Cosa misura il grado di progresso di una civiltà? Dal Ponte Morandi a Mottarone la gente continua a morire per negligenza e interessi economici.

Dal Ponte Morandi a Mottarone: l’Italia che non progredisce

Da cosa si misura il grado di progresso di una civiltà? Siamo tutti progrediti, o almeno così ce la raccontiamo da tempo immemore, eppure non lo siamo. E perché invece non misurare il progresso in base al benessere, alla corruzione o alla sicurezza?

Se si misurasse a partire dagli ultimi due punti l’Italia probabilmente sfiorerebbe i paesi del cosiddetto terzo mondo. Più ancora: forse saremmo tutti una massa di popoli tribali e nessuno oserebbe parlare di civiltà più sviluppate di altre. L’idea di terzo mondo non sarebbe mai stata inventata.

Sì, perché l’Italia è ancora quel paese dove si ammazza la gente per negligenza e per interesse economico. Non muore, si ammazza.
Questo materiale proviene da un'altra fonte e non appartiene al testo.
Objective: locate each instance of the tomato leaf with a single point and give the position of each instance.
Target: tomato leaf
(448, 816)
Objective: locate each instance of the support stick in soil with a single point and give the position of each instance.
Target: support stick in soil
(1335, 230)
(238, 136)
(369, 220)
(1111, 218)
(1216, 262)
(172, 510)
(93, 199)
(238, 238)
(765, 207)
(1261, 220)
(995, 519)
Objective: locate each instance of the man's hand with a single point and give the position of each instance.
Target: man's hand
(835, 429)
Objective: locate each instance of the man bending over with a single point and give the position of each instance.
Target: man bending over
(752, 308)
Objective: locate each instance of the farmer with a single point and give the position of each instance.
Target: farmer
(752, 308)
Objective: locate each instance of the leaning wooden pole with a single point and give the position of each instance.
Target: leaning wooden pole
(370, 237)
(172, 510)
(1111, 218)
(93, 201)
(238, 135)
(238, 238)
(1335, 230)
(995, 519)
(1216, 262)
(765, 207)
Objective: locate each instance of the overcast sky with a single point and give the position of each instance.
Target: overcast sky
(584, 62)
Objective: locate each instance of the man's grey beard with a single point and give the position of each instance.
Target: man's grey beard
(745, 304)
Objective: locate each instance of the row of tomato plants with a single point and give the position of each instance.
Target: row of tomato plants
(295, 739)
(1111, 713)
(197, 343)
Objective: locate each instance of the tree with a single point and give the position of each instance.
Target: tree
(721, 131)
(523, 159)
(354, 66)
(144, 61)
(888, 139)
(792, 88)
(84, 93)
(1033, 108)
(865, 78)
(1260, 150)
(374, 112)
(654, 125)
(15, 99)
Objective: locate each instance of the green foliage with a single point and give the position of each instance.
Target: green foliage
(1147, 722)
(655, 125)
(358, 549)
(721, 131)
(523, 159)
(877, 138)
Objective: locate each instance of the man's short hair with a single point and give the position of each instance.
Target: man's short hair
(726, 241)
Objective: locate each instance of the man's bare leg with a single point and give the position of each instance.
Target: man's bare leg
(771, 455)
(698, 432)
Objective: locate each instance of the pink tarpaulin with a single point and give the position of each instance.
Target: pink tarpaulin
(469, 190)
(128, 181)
Le 43 vittime del Ponte Morandi sono state ammazzate, dalla negligenza, dall’avidità che intasca senza guardare nessuno in faccia, e così probabilmente Luana– dalle prime indagini pare che la sbarra di sicurezza non fosse funzionante –, e così probabilmente anche le famiglie morte sulla funivia Stresa-Mottarone.

E così tante altre persone, di cui non conosciamo i nomi, né le storie, ma le cui vite sono state cancellate in nome di meri interessi economici. Nulla di più, è una storia vecchia, sì, ma a che serve vivere nel progresso se poi tanto le cose rimangono tali e quali?

Parliamo di piani di resilienza, di ddl Zan e inclusività, di quote rosa, di dad e diritto all’educazione, ma lasciamo che negli appalti pubblici dilaghi la corruzione, fino a far marcire tutto, cavi del ponte e intero sistema italiano. Un po’ come la ruggine sotto quegli strati di calcestruzzo, a un occhio inesperto non sembra un gran problema, poi leggi le carte e ti dicono che la verità è che stava per crollare.

Siamo un paese a un passo dal collasso che la pandemia ha solo accelerato.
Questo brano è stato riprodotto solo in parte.